Ost-Bauern sind besser gerüstet für Europa

Die Pferde sind echt, der Mist auch. Seit 1926 will sich der Deutsche Bauernstand in Berlin alle Jahre wieder von seiner besten Seite zeigen – mit Kühen zum Anfassen für die Stadtkinder, mit Würsten, Schinken, Bier und Schnaps für die Erwachsenen. 47 Länder aus aller Welt sind diesmal dabei, aus den Entwicklungsregionen ein paar weniger als im letzten Jahr. Aber um sie geht es nicht, Deutschland will sich im Weltvergleich sonnen und der Bauernverband seine Standespolitik ins rechte Licht rücken. Beide haben Probleme mit Europa und Amerika: Die EG hat 1992 einen bescheidenen Versuch unternommen, die landwirtschaftliche Überschußproduktion zu drosseln, die USA haben in den Gatt-Freihandelsverhandlungen einen Subventions- und Zollabbau durchgesetzt.
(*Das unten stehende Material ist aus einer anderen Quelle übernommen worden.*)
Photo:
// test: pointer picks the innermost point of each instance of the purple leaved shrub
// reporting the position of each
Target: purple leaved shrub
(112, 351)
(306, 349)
Aber Bundesregierung wie Bauernverband haben ein Problem mit Deutschland, das sie weniger lautstark in die Öffentlichkeit tragen. Der Osten ist rot – auf einer Karte zumindest, die der soeben aus dem Amt entlassene Ignaz Kiechle in seinem letzten „Agrarbericht“ veröffentlicht hat. Sie zeigt an, wie hoch der Anteil der sogenannten „stillgelegten Flächen“ am bebauten Land ist. Tiefrot eingefärbt sind diejenigen Landkreise, in denen über 20 Prozent des Arbeiter- und Bauernlandes brach liegen. Und gewiß ohne politische Hinterlist haben die braven Graphiker des Bundesministers mit dieser Methode die DDR auferstehen lassen.

Ignaz Kiechle, der zehn Jahre lang alle Kabinettskrisen überstand, war amtsmüde geworden. Mag sein, daß ihm vor diesem rot eingefärbten Land der Ex-DDR grauste. Es markiert die Grenze zu einem Krisengebiet. Nur ist nicht sicher, ob nicht in diesem Fall die Probleme auf der westlichen Seite liegen; die ehemals sozialistische Landwirtschaft könnte die westdeutschen Bauern erblassen lassen. Seit langem trügt hier das Bild, glückliche Kühe und duftendes Getreide sind höchstens noch im Poesiealbum unbeirrbarer Nostalgiker zu Hause. Die Agroindustrie hat den Bauernhof übernommen, sie liefert heute die Saat, das Viehfutter, den Dünger und die Pestizide, die chemischen Arten-Killer, die immer noch „Pflanzenschutzmittel“ heißen.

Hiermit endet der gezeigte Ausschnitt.